When Carlos Tevez apparently refused to come on for Manchester City in the Champions League this week, it is unlikely that he was thinking much about language, unless of course you count his claim of the whole thing being a misunderstanding.
But unknowingly, the Argentinian striker may have added to the tapestry of the English Language. Within a day, the phrase ‘doing a Tevez’ started to be used, to basically mean to refuse to do your job when politely asked to carry it out.
It’s a bit of a linguistic comedown for the superstar – if you Google “doing a Tevez”, you find a mixture. As well as the references to this week’s events, it seems that doing a Tevez had a previous meaning, referring to a hip-swivelling goal celebration. Amateur players were previously quite proud to do a Tevez if they scored, and many have even put their efforts on YouTube. Not sure how many people will follow suit with the new meaning.
Of course, the delicious irony to all of this is that after five years of playing in England, during which time he has managed to display little mastery of the language, Tevez’s most lasting contribution from his time here might end up being a permanent addition to the vernacular.

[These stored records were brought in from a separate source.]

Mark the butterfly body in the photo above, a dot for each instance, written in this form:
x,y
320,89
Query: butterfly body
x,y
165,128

4 thoughts on “Tevez Scores a Language Success”
That’s something I’ve never heard, but I’m sure football fans have a language of their own when it comes to commenting on anything connected with football.
I love the phrase “doing a Tevez” and can proudly say I was using it immediately even before its official unveiling by Wordability, I will now look for opportunities to use the phrase and to do one.
I think it may lose its applicability in football as the ‘incident’ will sooon be forgotten. However, in the filed I work in Human Resources it will definitely be used for some time to come!